Today we sadly have two of the worst episodes from Atlantis’ first outing.

Hot Zone


On Atlantis a science team escorted by Ford and a security team are checking for structural weaknesses and exploring labs they haven’t seen before, while also mocking Ford’s lack of scientific and mathematical ability through games. After the exploration seems to go to plan two of the scientists go missing in one of the labs, screaming that things are coming out of the walls. By the time the others arrive the two initial lost scientists seem to have visions of creatures and then die from internal haemorrhaging. Weir, under Beckett’s guidance, decides to put the city under quarantine until they find out what killed the two others as they aren’t sure whether the cause is airbourne or not.
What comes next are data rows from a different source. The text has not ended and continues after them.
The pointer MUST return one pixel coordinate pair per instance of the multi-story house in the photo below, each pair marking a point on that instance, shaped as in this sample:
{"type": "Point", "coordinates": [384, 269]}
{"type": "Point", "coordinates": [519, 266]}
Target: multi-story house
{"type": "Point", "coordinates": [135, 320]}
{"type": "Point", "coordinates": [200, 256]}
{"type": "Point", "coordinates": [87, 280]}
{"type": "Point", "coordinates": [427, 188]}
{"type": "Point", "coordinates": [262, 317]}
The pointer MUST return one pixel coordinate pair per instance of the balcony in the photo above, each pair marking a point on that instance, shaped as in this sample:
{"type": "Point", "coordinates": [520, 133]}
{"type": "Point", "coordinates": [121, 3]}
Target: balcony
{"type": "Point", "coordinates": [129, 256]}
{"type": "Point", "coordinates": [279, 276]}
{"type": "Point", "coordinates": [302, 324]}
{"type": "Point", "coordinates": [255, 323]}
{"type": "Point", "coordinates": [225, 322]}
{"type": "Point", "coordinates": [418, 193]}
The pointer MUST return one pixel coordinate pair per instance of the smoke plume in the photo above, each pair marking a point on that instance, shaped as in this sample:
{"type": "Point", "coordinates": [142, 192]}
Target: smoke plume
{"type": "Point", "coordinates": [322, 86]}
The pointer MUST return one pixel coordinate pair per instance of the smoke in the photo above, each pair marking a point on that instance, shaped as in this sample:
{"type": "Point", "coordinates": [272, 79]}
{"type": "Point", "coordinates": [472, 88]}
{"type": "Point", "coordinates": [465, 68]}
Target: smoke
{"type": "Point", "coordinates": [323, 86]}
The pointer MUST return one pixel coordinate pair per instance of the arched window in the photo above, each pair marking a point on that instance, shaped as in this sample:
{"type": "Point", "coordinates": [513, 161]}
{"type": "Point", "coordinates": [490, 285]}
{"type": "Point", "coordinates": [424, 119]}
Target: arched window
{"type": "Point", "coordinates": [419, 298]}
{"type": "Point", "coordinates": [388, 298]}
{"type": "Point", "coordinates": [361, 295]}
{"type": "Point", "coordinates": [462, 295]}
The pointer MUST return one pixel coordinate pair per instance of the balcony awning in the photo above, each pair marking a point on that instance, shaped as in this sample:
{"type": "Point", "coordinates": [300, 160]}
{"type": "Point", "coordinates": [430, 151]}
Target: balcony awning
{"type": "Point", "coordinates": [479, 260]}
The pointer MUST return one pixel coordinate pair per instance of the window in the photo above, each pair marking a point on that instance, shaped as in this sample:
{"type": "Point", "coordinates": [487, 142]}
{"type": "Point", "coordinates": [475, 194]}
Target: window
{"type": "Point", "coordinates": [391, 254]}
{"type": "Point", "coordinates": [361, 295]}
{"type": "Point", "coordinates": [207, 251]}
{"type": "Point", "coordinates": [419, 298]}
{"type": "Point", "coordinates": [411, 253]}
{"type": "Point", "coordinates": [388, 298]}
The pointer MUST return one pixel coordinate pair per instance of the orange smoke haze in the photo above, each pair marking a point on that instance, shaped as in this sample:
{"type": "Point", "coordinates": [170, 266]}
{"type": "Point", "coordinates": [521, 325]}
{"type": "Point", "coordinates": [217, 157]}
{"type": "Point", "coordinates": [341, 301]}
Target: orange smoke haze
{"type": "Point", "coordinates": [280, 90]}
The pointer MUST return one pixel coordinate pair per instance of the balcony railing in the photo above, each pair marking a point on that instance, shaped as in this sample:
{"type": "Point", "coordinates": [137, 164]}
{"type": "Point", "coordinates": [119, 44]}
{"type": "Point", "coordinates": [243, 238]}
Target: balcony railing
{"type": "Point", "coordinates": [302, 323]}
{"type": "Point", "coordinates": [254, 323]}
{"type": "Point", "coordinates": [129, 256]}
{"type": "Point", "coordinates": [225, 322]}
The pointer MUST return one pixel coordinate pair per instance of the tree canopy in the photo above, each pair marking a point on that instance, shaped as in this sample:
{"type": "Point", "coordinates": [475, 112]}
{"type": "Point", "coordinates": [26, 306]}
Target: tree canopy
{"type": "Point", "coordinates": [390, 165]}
Despite the hope that a military and science expedition would be the sort of people to understand why you need a quarantine to protect the good of all, fractures begin to emerge in both. With the former Sheppard attempts to breach his quarantine, having been caught in the training room during the initial lockdown, while in the latter the scientist Peterson uses his knowledge to start breaching doors after he becomes infected. Overhearing of Peterson’s escape, Sheppard disobeys Weir’s orders entirely and attempts to confront him, accidently causing the reactivation of the city’s teleports allowing Peterson to make it to the cafeteria before collapsing thereby spreading the infection even further and causing the city to go into its own quarantine lockdown which locks out the entire staff.

In the infirmary the medical teams begin autopsies on the corpses, finding that all three victims so far collected all died from the exact same cause in the exact same location. Unfortunately the news is left marred when Rodney begins to exhibit signs of being infected along with many others of the initial science team. With Rodney believing he’s coming to the end of his life he begins pushing himself even harder, finding that the virus is in fact artificial nanites which explains why everyone died on exactly the same timeframe and displayed the same symptoms. While explaining this discovery Rodney realises that he hasn’t died yet, seemingly convinced that those with the ATA gene (Ancient gene) are essentially passed over. Ford then acts like a five year old demanding to be injected with it.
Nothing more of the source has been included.